Apple Pay, the Touch ID-authenticated in-store and online payment service Apple started rolling out last October, has been growing steadily in terms of bank and retailer support. During Apple's Q1 2015 conference call, CEO Tim Cook said the company was getting "extremely positive" feedback on Apple Pay from both individuals and institutions. That wasn't his biggest endorsement, however — it was calling 2015 the "year of Apple Pay".

Not too long ago, Apple called 2011 the "year of the iPad 2," and that product went on to establish the category and prove experience wins the technology fight. In some ways, Apple Pay has more work ahead of it than the iPad did: It's not yet international, it's dependent on financial institutions and retailers in a way far beyond traditional carrier and reseller relationships, and it has to educate people and politicians wary of electronic transactions or who are beholden to other interests.

Yet Apple Pay promises banks better security, retailers more efficient checkouts, and customers both security and efficiency.
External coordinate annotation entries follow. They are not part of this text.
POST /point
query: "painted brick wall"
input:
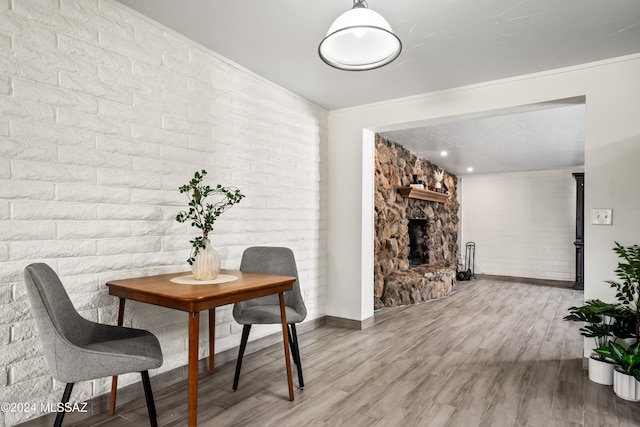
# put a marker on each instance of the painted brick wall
(103, 114)
(523, 223)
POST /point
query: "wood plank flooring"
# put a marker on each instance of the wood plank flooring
(496, 353)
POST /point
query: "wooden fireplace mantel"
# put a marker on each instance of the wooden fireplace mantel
(418, 193)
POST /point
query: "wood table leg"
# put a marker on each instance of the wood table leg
(285, 338)
(114, 380)
(194, 329)
(212, 338)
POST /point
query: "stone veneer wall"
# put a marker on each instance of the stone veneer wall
(395, 282)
That makes it compelling.

From our Q1 2015 Tim Cook transcript, here's what he had to say:

Today, about 750 banks and credit unions have signed on to bring Apple Pay to their customers, and in just three months after launch, Apple Pay makes up more than two out of three dollars spent on purchases using contactless payments across the three major U.S. card networks.

More merchants are excited to bring Apple Pay to their customers, and adoption is strong. Just today, USA Technologies announced they made Apple Pay available at about 200,000 places where everyday payments happen, including vending machines in businesses, airports, and schools; commercial laundry machines in colleges, universities, and laundromats; and parking meters and payment kiosks in lots across the country.
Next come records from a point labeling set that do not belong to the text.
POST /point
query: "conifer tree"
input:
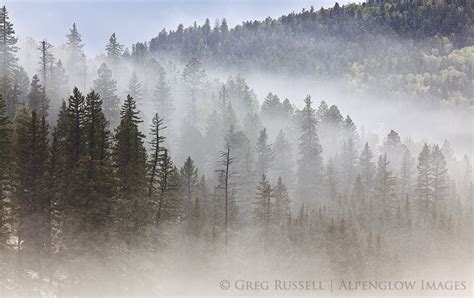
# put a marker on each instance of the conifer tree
(46, 62)
(106, 87)
(129, 158)
(440, 177)
(348, 164)
(385, 187)
(8, 59)
(32, 159)
(194, 77)
(189, 181)
(283, 159)
(310, 162)
(264, 207)
(424, 179)
(162, 96)
(264, 153)
(75, 128)
(168, 203)
(37, 98)
(156, 149)
(282, 203)
(114, 49)
(5, 173)
(367, 169)
(406, 174)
In contrast, here's what Jason Del Ray of Recode brings up as some of the challenges Apple Pay faces, even in the U.S.:

Apple needs to continue to sign up merchants to accept Apple Pay, so that shoppers don't have to guess where they can use it. Right now, some of the country's largest retailers, such as CVS, Walmart and Target, refuse to accept Apple Pay in their stores in part because they are backing a competing app called CurrentC.

That feels more like a bump than a barrier. Customers are used to not knowing if American Express, Diner's Club, Discover Card, or other transactional services will be available at any given store. Some stores don't take credit cards at all, and others remain cash-only businesses. It's annoying but it's expected in today's shopping environment.
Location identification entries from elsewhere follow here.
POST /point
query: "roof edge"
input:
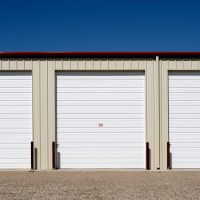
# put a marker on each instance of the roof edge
(99, 54)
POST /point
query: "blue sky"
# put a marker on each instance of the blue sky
(112, 25)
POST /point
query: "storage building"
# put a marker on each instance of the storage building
(112, 110)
Target already takes Apple Pay in-app, so it's not hard to imagine it'll go in-store as soon as legally possible.

Of the merchants obligated to CurrentC, the still un-launched Walmart-backed QR-code scanning payment service, some of them signed up years ago on spec and their exclusivity agreements will soon begin to expire. A few, like Target, already take Apple Pay in-app, so it's not hard to imagine it'll go in-store as soon as legally possible.

Walmart could remain a self-interested holdout, but customers can go elsewhere if it better suits their interests, or we can use other methods at Walmart the way those of us with American Express cards use other methods at VISA and/or MasterCard-only retailers.

Recode's Del Ray also includes loyalty programs and enhanced security as necessary steps to increase Apple Pay adoption, though the security issues he cites are on the banks' end, not Apple's, and seem part-and-parcel with larger steps banks need to take to combat fraud in general.

What makes me so bullish about Apple Pay is this: in-store, it currently requires an iPhone 6 or iPhone 6 Plus, which Apple sold 74.5 million of last quarter. Yet that number represents only a portion of the billion iOS devices sold to date. Apple will continue to sell more iPhones 6 and future iPhones, but come April the company will also start selling the Apple Watch.

With the Apple Watch, in-store Apple Pay will also become available to the hundred-plus million iPhone 5 and iPhone 5s owners. That increases the potential user base for Apple Pay in both directions — not only for future devices, but for past ones as well. The Apple Watch will also be new and it will be fun, and just like loyalty programs, both of those things tend to drive adoption.

With the Apple Watch, in-store Apple Pay will also become available to the hundred-plus million iPhone 5 and iPhone 5s owners.

Also, rumors of Apple Pay rollouts in the U.K. and Canada persist, and there's no doubt the service will eventually go international. Many countries outside the U.S. have widespread infrastructure already in place for contactless payments; for years now I've been able to use my NFC-chipped Canadian credit and debit card to tap-to-pay at retailers like Sears, restaurants like McDonalds, major gas stations, and more.

Moving to Apple Pay should be incredibly easy here, and I expect that to be true in other mature contactless payment markets. That will only add to the acceleration and mass, and then it starts to become a virtuous cycle for everyone.

There are no guarantees in technology and even less in retail, of course. Given where Apple has taken Pay in just three months, however, and Tim Cook's confidence on the conference call, 2015 could very easily be the year of Apple Pay.

And that wouldn't just be good for Apple. It would be good for us all.